What we are seeing with the press frenzy over the bus tour is nothing more than the free market at work. If the media had the power to suppress public interest in Palin, I don’t know that they would. She’s a cash cow. But whatever they may want, MSM programmers and editors know that the competition will be there, whether they are or not. The thing about new-media coverage of Palin is that it does build an audience. Failing to cover her is ceding views, clicks, ratings – sponsorship – to the competition.
I wrote a few weeks ago about the interesting possibilities in Glenn Beck’s decision to pursue a new media venture of his own. We won’t know for a while what the outlines of that venture will be (although we can probably guess). I imagine Beck’s unifying theme will be preparing America, as he believes we should be prepared, for the 2012 election.
Palin’s bus tour strikes me as a similar kind of effort, except that for her it’s a “new political venture” as opposed to the launch of a media enterprise.
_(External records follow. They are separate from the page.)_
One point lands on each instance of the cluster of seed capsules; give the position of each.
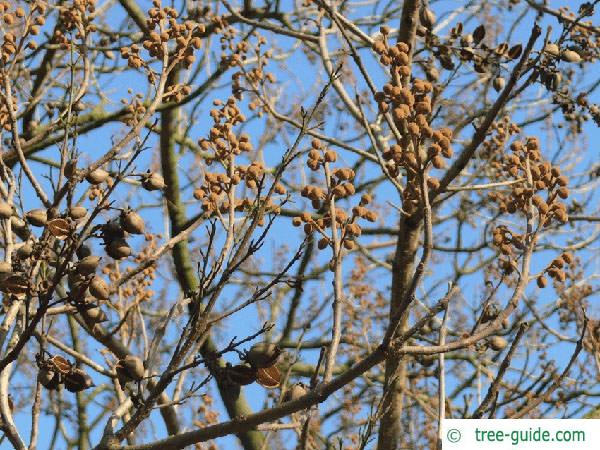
(31, 24)
(547, 179)
(184, 36)
(421, 145)
(340, 185)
She really is attempting to “do politics” her way. She’s not reaching out to potential constituents through the media, by a standard formula. There’s not even any explicit idea that the Americans she will engage with are “potential constituents.” She is bypassing and ignoring the conventional forms of politics to address a political need as she sees it – to engage the people on the importance of our nation’s founding philosophy and founding documents – on her own terms.
The interesting thing, at this point, is that from this unconventional posture, she’s driving the market. The coverage – grumpy, expostulating, reluctant – is following her.